First detected in early December 2020, the cross-platform malvertising campaign, LuckyBoy, has been using digital advertising to propagate and target mobile and other connected device users. 

  • The campaign has quickly escalated to penetrate more than 10 Demand Side Platforms (DSP), primarily Europe-based, with observed campaigns impacting users in the U.S. and Canada.
  • The use of extensive code obfuscation, domain exclusion, and multiple cloaking tactics enables the campaign to avoid detection. 

Modus Operandi

  • LuckyBoy has been observed using a tracking pixel to redirect the victim to malicious phishing sites or bogus software updates.
  • The campaign employs extraction techniques to harvest device-specific data, including battery level, country code, graphics information, number of CPU cores, window size, current domain, and plugins, likely for future attacks.

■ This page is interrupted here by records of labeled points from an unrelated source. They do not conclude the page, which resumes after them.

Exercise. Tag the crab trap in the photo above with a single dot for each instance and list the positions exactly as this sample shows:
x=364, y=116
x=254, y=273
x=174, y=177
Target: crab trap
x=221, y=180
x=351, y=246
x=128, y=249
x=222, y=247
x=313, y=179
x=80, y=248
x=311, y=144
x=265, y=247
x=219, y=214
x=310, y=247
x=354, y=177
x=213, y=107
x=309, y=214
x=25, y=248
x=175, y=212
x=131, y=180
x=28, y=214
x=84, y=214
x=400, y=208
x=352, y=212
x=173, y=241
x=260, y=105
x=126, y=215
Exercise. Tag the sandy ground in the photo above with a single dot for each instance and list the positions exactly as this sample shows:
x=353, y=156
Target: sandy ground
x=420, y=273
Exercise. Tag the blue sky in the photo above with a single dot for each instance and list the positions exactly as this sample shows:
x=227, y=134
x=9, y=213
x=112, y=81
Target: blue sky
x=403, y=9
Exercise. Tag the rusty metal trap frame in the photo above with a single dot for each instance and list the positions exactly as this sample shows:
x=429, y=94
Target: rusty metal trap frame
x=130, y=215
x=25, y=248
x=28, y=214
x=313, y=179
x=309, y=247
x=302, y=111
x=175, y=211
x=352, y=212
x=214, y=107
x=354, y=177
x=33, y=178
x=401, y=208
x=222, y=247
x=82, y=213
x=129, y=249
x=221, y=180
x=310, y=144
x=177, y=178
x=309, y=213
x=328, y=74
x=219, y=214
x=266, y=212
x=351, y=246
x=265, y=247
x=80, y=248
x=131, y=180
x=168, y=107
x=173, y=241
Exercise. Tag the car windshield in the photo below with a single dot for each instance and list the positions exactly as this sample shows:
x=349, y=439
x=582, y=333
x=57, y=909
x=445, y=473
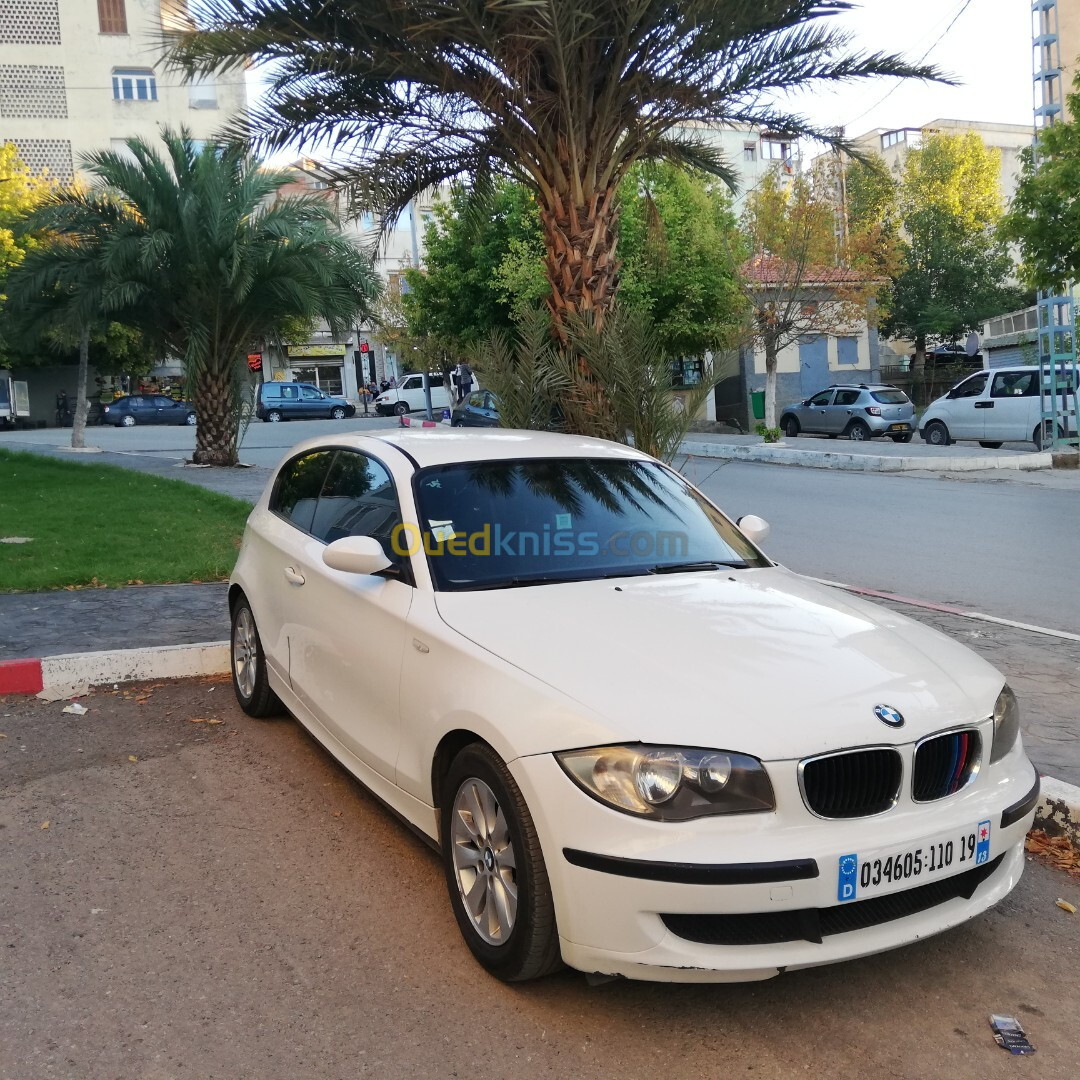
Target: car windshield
x=503, y=524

Other recent similar campaigns

  • In January, the KovCoreG group was discovered running malvertising campaigns by using fake critical Firefox and Chrome update alerts to distribute the hazardous Kovter.C Trojan.
  • In November, a malvertising campaign dubbed Malsmoke was observed redirecting adult website visitors to malicious websites serving up the well-known Zloader malware.

Malvertising – a bigger issue

In the current threat landscape, a number of malvertising attacks come from low-quality traffic and shady ad networks. Through the digital advertising ecosystem, threat actors can yield the maximum number of infections. Such campaigns will continue with new and evolving tactics, and therefore, security professionals are recommended to stay alert about such attacks.